La sortera, que sabía muy bien que aquellos esposos sufrirían violencia en alguna ocasión de su vida, juntos los dos en un lugar cerrado, violencia extrema que a saber si les ocasionaría la muerte, sin poder evitar las preguntas, salió como pudo de aquel interrogatorio, que más parecía inquisición, lo que se comentaba en la zaga del cortejo de la soberana de Castilla que hacían ciertos frailes contra los judíos conversos, por todo el reino. Porque don Andrés, que tenía recia voz, le demandaba:
—¿Qué quiere decir, maldita bruja, que el haba haya caído sobre el paño colorado?
E la Bobadilla, temblona, susurraba:
—¡Es sangre, marido…!
E María hubo de mentir, pues sangre era:
—No es sangre, señores marqueses; es sol, es brillo, es gloria sobre la tierra… El paño azul es mar…

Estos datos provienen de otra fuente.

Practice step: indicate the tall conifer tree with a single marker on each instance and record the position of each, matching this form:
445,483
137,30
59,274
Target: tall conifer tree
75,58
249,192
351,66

Y, vaya, sus interpelantes que no querían saber malo sino bueno, se quedaron conformes, y le dieron más dinero. De tal manera que, cuando el cortejo de la reina entró en Medina del Campo, María ya llevaba, prendidos en el cinturón y ocultos bajo la saya, dos saquetes de oro, y tenía previsto tornar cuanto antes a Ávila para enterrarlos con el resto de su dinero en la tapia de las Gordillas, y volver a su casa con el Juanico. Si se demoró fue porque la reina hizo tan grande justicia que fue cosa de ver, a más que ella con sus artes ayudó a descubrir un alevoso crimen.